The rally began with a speech by College sophomore and ASAP President Helena Saven recognizing the need for change, citing that over one third of undergraduate women at Penn experience sexual abuse or assault during their time on campus. 

“Shatter the silence, stop the violence,” she repeated during the speech.

Interim Penn President Larry Jameson then spoke about the importance of educating people of their rights. He said the highest priority of the event was spreading awareness to prevent incidents of sexual abuse before they happen. 

Credit: Ethan Young

President Larry Jameson spoke about the important of student advocacy and sexual assault prevention services.

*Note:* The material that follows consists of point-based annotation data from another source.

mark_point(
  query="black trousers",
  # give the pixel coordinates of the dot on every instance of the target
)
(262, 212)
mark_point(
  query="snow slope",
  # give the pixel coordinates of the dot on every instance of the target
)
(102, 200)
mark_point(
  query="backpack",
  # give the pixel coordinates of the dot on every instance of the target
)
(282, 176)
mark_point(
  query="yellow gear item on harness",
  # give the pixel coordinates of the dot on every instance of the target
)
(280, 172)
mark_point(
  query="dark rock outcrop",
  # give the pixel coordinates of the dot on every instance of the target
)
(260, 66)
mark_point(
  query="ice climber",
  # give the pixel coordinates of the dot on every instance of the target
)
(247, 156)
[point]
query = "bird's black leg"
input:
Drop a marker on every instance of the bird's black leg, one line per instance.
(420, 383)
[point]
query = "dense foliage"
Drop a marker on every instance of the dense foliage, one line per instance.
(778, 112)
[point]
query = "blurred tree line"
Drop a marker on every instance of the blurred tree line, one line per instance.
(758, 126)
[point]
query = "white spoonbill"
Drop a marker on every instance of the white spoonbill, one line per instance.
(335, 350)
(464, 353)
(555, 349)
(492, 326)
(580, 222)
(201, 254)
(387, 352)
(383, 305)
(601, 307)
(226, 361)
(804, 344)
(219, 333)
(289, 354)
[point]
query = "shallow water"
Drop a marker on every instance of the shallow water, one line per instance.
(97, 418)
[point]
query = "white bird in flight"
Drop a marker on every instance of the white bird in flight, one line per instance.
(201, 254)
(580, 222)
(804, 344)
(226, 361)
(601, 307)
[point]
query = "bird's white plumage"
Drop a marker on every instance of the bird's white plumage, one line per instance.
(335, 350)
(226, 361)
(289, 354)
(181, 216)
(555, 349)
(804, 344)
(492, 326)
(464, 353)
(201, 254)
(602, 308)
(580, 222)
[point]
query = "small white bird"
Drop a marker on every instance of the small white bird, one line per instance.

The rally also featured a speech by Jessica Mertz, the inaugural director of PVP and current executive director of the Clery Center — a national organization that advocates for campus safety regulations. Mertz, who received a certificate in nonprofit administration from Penn in 2014, reflected on her decade spent at Penn and the enduring impact that events such as Take Back the Night have on campus.

“You may only be here for a few years, but your legacy is not,” Mertz said. “The work that you do here, the way you raise your voices for each other and for this community, you will bring that beyond these walls.” 

Event coordinator and College sophomore Saara Ghani then encouraged the audience to find solace in their peers. 

“Tonight, let's feel,” she said. “Let's take comfort in the number of people that are here. Let's let ourselves be not alone.”

After the remarks, Ghani and Saven led hundreds of students on a march on Locust Walk headed by Penn Band. Participants walked with signs and repeated chants condemning interpersonal violence, emphasizing the simplicity of consent and showing support for victims.

College sophomore Anna Bellows, a University Council member speaking on behalf of ASAP, explained the gravity of the importance of coordination between administration and students when it comes to confronting issues of sexual violence. 

“Rape culture is everyone's issue,” Bellows said, adding that Take Back the Night is a space where survivors, allies, and people who simply want to learn more can come together in support of one another. 

“This purpose is one that will be unwavering until we achieve our goal, which is to end sexual violence on college campuses,” Saven said. “We're going to have Take Back the Night this year and every year until that happens.”

Credit: Jean Park After the march, attendees lit candles to honor survivors of sexual violence.